Artur Kubica: BMW z tyłu

2009-03-28 8:00

- Pierwsze treningi za nami i od razu mamy zaskakujące wyniki. Wysokich pozycji Toyoty i Brawn GP wprawdzie można się było spodziewać, ale najlepsze czasy Williamsa to spora niespodzianka. Najszybciej jeżdżą bolidy, które korzystają z "nielegalnego" dyfuzora oprotestowanego przez rywali.

Być może skończy się tak, że dalszych protestów jednak nie będzie i reszta teamów także wyposaży swoje samochody w podobne dyfuzory. Nie wydarzy się to zapewne w ciągu 3-4 tygodni i w tym czasie Toyota, Williams i Brawn GP będą mieć przewagę. BMW miało bardzo przeciętne czasy. Wynika to częściowo z dużej ilości paliwa zatankowanego na czas treningów. Widać jednak, że zespół ma problemy - Robert i Nick Heidfeld narzekali na brak przyczepności.

Niektórzy powiedzą, że BMW jest bardzo słabe. Może, choć z ferowaniem wyroków zaczekajmy do kwalifikacji i wyścigu. Niestety, nie spodziewam się rewelacji.

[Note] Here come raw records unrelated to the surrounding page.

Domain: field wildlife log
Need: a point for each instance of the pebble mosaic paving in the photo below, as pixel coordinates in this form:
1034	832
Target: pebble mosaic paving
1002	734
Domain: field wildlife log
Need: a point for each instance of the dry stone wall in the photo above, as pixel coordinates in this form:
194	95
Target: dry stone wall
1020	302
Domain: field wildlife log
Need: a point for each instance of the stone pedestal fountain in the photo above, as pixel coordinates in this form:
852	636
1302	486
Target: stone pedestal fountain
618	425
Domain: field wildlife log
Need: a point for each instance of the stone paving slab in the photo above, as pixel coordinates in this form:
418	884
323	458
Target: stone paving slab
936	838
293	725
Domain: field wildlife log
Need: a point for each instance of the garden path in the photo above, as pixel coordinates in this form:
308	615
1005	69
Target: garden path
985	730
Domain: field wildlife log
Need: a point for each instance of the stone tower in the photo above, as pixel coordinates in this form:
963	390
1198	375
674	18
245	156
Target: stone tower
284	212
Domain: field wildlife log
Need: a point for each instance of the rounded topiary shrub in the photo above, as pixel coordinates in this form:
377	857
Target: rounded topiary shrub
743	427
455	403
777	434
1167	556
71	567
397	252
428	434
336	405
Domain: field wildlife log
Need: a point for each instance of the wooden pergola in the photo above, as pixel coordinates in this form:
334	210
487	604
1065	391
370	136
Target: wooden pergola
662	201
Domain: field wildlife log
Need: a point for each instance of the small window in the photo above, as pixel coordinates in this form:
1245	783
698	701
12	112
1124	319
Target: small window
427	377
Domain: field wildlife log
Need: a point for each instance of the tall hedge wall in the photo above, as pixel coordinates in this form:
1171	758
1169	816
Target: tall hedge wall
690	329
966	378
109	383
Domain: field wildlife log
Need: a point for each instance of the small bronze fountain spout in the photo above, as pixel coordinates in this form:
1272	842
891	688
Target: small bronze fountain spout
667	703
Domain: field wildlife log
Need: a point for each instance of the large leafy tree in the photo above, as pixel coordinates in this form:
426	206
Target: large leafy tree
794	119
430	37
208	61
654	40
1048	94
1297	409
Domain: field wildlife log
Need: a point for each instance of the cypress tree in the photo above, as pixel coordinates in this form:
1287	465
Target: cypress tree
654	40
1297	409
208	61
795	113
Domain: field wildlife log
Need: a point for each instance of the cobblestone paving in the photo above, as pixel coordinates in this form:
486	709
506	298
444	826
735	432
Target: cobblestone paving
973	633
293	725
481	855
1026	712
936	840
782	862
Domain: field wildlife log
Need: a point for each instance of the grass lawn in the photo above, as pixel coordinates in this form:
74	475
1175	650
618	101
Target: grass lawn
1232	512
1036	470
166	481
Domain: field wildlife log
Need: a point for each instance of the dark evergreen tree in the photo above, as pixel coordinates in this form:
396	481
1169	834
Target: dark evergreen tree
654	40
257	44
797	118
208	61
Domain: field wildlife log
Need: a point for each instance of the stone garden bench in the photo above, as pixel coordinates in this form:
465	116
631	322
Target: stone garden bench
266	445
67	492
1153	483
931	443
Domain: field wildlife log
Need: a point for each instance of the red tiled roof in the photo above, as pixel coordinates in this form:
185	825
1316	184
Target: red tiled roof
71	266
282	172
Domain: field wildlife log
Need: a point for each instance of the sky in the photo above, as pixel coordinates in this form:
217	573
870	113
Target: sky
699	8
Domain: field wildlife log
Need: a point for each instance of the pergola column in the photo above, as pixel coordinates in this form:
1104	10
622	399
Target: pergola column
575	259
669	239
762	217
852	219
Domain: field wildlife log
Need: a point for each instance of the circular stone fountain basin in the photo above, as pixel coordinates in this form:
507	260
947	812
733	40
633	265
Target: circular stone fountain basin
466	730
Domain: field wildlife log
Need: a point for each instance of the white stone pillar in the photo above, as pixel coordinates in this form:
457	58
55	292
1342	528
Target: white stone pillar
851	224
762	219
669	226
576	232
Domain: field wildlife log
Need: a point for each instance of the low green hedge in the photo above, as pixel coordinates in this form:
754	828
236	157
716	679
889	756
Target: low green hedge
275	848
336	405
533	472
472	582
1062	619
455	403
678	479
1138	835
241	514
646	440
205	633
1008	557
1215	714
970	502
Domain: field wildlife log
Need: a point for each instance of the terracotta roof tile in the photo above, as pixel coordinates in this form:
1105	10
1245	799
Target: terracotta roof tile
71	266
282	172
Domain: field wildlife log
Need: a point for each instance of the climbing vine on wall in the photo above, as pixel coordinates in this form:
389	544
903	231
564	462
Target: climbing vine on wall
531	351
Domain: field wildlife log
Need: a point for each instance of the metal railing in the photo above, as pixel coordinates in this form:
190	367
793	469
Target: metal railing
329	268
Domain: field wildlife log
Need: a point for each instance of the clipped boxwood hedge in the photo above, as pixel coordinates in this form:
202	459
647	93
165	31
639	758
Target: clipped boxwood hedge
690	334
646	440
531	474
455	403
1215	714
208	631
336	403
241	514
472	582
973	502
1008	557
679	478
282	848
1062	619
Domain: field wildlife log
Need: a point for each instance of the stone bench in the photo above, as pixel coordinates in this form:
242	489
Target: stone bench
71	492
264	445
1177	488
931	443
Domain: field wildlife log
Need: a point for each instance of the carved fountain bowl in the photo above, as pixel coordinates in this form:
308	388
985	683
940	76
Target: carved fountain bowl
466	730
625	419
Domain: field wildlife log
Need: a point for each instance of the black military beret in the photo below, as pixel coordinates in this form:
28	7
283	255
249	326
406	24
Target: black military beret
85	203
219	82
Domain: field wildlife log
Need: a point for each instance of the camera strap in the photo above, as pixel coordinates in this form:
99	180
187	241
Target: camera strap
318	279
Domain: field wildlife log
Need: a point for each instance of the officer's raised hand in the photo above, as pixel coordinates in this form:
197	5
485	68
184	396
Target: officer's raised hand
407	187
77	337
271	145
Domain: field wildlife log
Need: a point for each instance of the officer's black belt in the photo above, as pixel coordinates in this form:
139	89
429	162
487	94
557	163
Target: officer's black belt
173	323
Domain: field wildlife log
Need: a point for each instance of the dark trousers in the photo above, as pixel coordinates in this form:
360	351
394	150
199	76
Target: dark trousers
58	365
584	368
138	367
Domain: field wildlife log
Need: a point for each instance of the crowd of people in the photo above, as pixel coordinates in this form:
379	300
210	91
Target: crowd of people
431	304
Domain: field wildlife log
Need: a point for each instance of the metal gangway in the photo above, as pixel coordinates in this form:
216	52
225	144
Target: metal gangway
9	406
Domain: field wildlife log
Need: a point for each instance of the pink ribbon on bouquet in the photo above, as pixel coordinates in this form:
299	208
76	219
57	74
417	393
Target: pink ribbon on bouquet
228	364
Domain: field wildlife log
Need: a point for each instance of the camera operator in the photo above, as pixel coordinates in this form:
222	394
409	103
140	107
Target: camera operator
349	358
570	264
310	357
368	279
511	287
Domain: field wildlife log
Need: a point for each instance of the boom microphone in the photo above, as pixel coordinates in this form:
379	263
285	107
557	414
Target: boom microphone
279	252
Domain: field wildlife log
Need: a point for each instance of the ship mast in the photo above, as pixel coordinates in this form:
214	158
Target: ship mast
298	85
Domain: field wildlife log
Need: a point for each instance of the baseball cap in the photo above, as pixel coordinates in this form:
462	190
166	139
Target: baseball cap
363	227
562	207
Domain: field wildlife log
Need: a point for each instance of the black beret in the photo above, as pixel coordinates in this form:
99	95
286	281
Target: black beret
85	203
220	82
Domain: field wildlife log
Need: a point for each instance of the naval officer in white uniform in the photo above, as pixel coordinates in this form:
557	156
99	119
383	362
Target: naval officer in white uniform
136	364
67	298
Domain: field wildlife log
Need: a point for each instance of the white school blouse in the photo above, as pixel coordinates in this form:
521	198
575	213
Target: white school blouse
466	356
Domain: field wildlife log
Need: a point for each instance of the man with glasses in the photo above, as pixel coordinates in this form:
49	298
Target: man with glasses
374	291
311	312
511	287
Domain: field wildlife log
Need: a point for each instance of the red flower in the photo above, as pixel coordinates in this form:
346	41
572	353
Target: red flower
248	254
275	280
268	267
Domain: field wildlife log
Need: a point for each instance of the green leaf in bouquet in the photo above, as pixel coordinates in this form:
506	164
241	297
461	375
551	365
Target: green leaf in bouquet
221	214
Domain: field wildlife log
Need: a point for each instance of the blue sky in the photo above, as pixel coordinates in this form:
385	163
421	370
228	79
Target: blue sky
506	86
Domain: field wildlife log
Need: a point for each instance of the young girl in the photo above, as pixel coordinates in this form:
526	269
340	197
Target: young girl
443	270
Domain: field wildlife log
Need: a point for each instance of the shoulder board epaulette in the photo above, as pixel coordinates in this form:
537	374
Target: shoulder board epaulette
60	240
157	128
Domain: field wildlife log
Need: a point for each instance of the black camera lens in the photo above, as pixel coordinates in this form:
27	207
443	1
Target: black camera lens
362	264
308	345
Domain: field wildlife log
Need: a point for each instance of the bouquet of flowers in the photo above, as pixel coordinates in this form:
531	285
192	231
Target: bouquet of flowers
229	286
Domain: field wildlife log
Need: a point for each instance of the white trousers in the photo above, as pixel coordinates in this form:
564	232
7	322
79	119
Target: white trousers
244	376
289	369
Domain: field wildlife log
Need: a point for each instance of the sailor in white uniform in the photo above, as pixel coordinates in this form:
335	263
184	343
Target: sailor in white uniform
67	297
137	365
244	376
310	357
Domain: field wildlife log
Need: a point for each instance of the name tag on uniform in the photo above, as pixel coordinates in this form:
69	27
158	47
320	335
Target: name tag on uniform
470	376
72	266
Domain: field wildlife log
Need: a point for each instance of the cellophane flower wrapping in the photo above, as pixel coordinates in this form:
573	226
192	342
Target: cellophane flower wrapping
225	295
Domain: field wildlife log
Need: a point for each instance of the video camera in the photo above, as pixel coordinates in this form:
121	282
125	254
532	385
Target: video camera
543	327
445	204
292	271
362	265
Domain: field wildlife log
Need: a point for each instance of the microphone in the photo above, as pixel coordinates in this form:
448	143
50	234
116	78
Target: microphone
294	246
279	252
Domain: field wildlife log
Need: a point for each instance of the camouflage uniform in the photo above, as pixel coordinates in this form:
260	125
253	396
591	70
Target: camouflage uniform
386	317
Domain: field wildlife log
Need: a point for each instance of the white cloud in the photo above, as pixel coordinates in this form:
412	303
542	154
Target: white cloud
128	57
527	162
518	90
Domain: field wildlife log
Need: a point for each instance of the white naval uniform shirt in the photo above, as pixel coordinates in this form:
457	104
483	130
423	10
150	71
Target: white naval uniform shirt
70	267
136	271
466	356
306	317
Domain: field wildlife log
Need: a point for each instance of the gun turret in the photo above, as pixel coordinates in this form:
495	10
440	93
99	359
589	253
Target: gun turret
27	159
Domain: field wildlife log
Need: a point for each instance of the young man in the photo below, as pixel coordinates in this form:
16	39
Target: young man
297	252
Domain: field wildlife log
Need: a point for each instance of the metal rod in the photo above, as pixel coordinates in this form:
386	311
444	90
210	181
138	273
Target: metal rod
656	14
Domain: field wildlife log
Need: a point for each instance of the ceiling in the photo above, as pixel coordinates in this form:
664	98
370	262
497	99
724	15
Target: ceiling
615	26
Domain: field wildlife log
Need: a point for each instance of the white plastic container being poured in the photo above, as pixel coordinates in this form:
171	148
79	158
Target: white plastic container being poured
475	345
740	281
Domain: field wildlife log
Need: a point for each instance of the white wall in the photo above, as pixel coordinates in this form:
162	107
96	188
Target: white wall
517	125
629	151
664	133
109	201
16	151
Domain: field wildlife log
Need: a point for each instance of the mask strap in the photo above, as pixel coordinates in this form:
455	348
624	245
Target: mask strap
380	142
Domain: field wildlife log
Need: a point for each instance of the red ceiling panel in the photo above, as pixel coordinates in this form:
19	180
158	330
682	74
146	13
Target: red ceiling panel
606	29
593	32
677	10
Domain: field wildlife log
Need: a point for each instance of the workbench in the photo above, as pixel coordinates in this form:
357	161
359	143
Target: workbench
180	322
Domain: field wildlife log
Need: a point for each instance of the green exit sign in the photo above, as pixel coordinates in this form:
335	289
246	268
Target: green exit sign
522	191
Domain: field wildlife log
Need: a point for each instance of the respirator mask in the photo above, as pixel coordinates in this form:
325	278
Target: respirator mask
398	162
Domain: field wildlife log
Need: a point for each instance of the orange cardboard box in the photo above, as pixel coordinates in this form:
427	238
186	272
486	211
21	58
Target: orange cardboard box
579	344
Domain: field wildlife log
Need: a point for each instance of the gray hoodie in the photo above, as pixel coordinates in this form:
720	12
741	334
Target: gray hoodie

KERS chyba nie ma decydującego wpływu na wyniki, Williams w ogóle go nie używa. Podobnie zresztą jak Robert. Nick Heidfeld dla odmiany miał zamontowany KERS, a osiągał prawie takie same czasy jak Robert.

Moje typy: pole position - Nico Rosberg (Williams); podium (kolejność przypadkowa): Nico Rosberg (Williams), Jarno Trulli (Toyota), Jenson Button (Brawn); miejsce Roberta: końcówka punktowanej ósemki.